Петр был веселее всех. Вот это парень! Я ему, танкисту, завидовал. И меня злило то, что Максим сидел, опустив голову, будто все мы уже поумирали и он один остался на белом свете. Правда, ему жаль было расставаться со своими полями, но ведь надо же оборонять их, раз враг войной пошел. Я что-то сказал ему об этом… Он рассердился.
— Молчи, сморчок, ничего ты не понимаешь.
— Ну, ну, полегче, — сказал Роман, вступаясь за меня. — В эту войну и сморчки будут воевать. Война, брат, всеобщая.
Мать испуганно поглядела на меня. Видимо, только теперь она поняла, что я тоже стремлюсь на фронт. Ей страшно было подумать, что, кроме Виктора, который уже несколько лет где-то летает, можем уйти на фронт и мы — все четверо. Пристальным взглядом окинула она нас всех, потом задержала на секунду глаза на мне, на Максиме и со вздохом села за стол.
Петр начал наливать в рюмки водку и собирался произнести тост, но мать опередила его:
— Не надо, Петруша. Помолчи…
Мы пили молча. Затем мать сказала, печально глядя на нас:
— А то нет… давайте выпьем за победу и за то, чтобы мы все вместе… вместе с нашим дорогим соколиком Виктором встретились тут… в этой самой хате.
— Ты… у нас герой! — закричал Петр, целуя мать.
Он, этот механизатор, был удивительно нежным и ласковым. Мне самому хотелось порой, чтобы Петр положил руку на плечо или погладил по голове; он и Нину целовал при всех; она краснела, но никогда не сердилась. А Петр говорил, подмигивая мне: «Смотри, тютя, как надо девушек любить».

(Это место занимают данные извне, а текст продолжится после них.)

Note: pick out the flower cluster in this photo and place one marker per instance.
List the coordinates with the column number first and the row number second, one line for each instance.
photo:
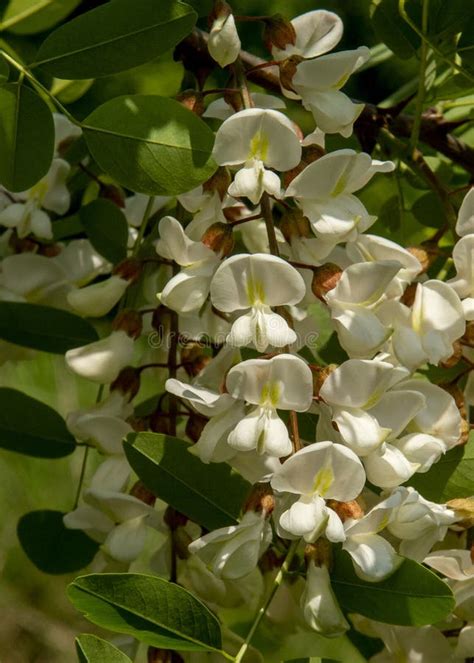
column 231, row 278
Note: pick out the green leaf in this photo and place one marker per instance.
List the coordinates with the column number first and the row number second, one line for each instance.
column 412, row 596
column 91, row 649
column 4, row 70
column 43, row 327
column 26, row 17
column 51, row 546
column 149, row 608
column 26, row 137
column 211, row 495
column 150, row 144
column 390, row 28
column 114, row 37
column 451, row 477
column 107, row 229
column 42, row 433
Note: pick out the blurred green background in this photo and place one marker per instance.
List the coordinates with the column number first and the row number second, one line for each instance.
column 37, row 623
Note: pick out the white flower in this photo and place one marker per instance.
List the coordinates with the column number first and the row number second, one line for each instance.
column 224, row 43
column 325, row 192
column 98, row 299
column 427, row 331
column 102, row 360
column 318, row 82
column 317, row 32
column 233, row 552
column 283, row 382
column 257, row 282
column 373, row 556
column 320, row 607
column 354, row 304
column 465, row 222
column 103, row 424
column 257, row 138
column 419, row 523
column 320, row 471
column 188, row 290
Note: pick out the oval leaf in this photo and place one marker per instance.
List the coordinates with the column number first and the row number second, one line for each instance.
column 211, row 495
column 107, row 229
column 91, row 649
column 114, row 37
column 412, row 596
column 43, row 327
column 51, row 546
column 150, row 144
column 26, row 17
column 150, row 609
column 42, row 433
column 450, row 478
column 26, row 138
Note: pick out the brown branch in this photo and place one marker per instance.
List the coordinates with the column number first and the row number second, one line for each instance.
column 434, row 131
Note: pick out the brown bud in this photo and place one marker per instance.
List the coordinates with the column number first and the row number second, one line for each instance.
column 294, row 224
column 127, row 382
column 279, row 32
column 464, row 509
column 142, row 493
column 346, row 510
column 219, row 182
column 130, row 322
column 129, row 269
column 261, row 499
column 408, row 296
column 425, row 254
column 192, row 100
column 468, row 338
column 325, row 278
column 320, row 373
column 160, row 423
column 319, row 552
column 455, row 358
column 219, row 238
column 288, row 70
column 194, row 426
column 174, row 519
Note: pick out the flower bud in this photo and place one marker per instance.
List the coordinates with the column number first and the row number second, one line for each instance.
column 346, row 510
column 224, row 43
column 194, row 426
column 127, row 382
column 130, row 322
column 219, row 238
column 96, row 300
column 141, row 492
column 293, row 223
column 261, row 499
column 279, row 32
column 102, row 360
column 192, row 100
column 219, row 182
column 464, row 510
column 320, row 373
column 129, row 269
column 325, row 278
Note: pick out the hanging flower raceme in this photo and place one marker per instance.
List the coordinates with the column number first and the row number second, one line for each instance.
column 188, row 290
column 233, row 552
column 318, row 472
column 256, row 283
column 325, row 192
column 259, row 139
column 282, row 383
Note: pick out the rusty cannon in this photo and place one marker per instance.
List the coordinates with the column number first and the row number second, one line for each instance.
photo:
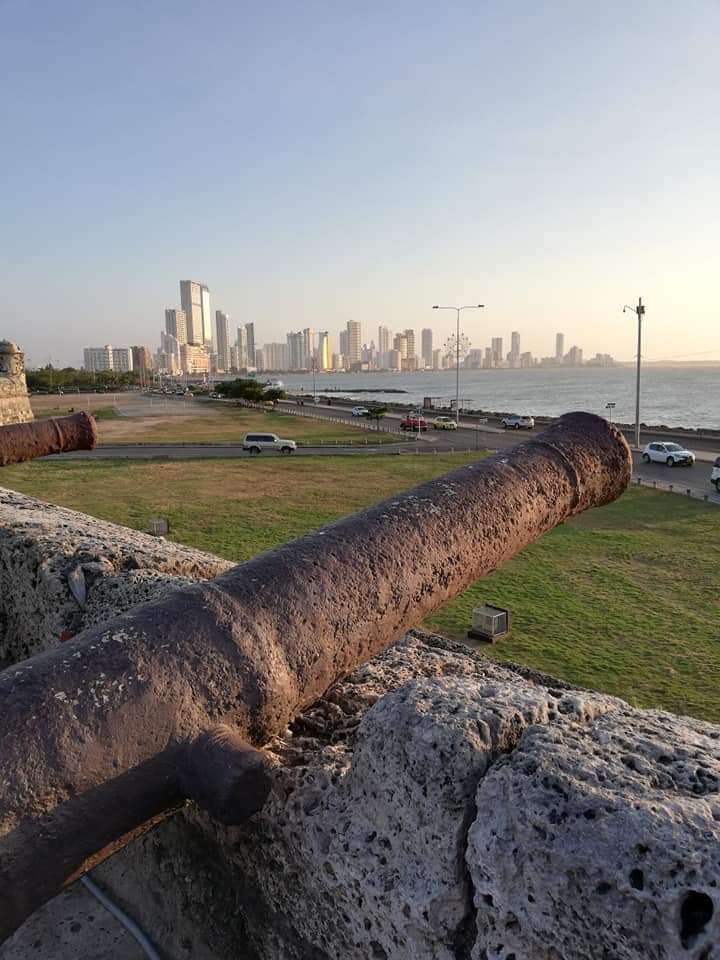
column 40, row 438
column 174, row 699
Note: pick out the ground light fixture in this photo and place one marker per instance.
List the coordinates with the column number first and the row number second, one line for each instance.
column 472, row 306
column 489, row 623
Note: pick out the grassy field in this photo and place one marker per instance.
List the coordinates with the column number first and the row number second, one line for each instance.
column 134, row 418
column 623, row 599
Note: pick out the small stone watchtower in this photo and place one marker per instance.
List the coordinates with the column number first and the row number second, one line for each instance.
column 14, row 400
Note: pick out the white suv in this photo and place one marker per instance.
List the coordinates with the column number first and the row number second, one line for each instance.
column 256, row 442
column 715, row 475
column 669, row 453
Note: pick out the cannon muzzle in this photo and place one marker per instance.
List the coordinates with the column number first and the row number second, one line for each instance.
column 105, row 735
column 40, row 438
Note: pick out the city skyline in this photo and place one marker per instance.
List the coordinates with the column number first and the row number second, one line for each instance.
column 198, row 347
column 527, row 159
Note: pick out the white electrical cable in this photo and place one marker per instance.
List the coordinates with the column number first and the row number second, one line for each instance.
column 132, row 928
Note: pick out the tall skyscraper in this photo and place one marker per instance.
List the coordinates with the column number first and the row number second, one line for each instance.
column 410, row 334
column 426, row 345
column 296, row 351
column 308, row 348
column 400, row 344
column 176, row 325
column 250, row 339
column 496, row 344
column 324, row 354
column 142, row 360
column 275, row 356
column 194, row 358
column 354, row 332
column 168, row 357
column 222, row 322
column 122, row 359
column 241, row 344
column 195, row 301
column 383, row 342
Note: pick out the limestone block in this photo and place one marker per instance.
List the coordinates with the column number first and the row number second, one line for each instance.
column 603, row 841
column 62, row 571
column 14, row 400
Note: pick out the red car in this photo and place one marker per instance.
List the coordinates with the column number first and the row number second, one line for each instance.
column 413, row 423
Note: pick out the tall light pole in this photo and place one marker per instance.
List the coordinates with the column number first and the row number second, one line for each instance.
column 639, row 310
column 473, row 306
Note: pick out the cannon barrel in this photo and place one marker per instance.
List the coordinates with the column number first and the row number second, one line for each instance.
column 103, row 736
column 39, row 438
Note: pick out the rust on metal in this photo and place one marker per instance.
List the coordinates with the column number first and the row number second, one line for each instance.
column 95, row 734
column 40, row 438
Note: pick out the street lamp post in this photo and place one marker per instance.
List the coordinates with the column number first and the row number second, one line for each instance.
column 473, row 306
column 640, row 311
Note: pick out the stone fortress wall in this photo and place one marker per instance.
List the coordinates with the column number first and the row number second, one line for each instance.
column 14, row 401
column 433, row 805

Все выпили. Роман торжественно поднял свою рюмку, сказал:
— Я хочу выпить за матерей. Много испытали они и еще больше испытают. Война эта будет страшной, и многих мы не досчитаемся. Вот почему всем надо быть тверже стали… Чтоб ничто не сломило нас, чтоб земля наша выстояла. И кто останется в живых, пусть, как сказал Шевченко, вспомнит незлым, тихим словом тех, кто не вернется домой…
Тут уж и мать не выдержала. Глядя на нее, Петр сказал:
— Не надо плакать, мама. Во-первых, не все пойдут на фронт. Кое-кто дома останется. Такие вояки, как Максим и Андрей, фронту не нужны. А во-вторых… пускай кто как хочет, а я вернусь домой. Можете не сомневаться. И мы выпьем еще не одну четверть водки, чтоб я так жил. Ну, дамочки, — неожиданно закончил он, обращаясь к Анне Степановне и Клавдии, — может быть, вы уже наплакались, так помогите мне, холостому танкисту, уложить чемодан. Я должен уехать.
Клавдия все еще таращила глаза на него, глотая слезы. Он порывисто обнял ее:
— Эх, расцелуюсь-ка я напоследок с нашей красавицей-невесткой. Хлопцы, придержите Максима!
И он так поцеловал Клавдию, что Максим невольно зажмурился. Роман, делая вид, что сердится на Петра, сказал матери:
— Хорошо, что такого черта на фронт посылают. А то оставишь его в тылу — не одну жену отобъёт…
Клавдия подбежала к Максиму, прижалась к нему. Мать с улыбкой проговорила:
— Если в мирное время не отбил ни у кого жены, то кому теперь такое придет в голову?
Максим тихо сказал жене:
— Собери мне, Клава, мои вещички.
— А ты, Максюта, куда собрался? — спросил Петр, лукаво улыбаясь. — На охоту?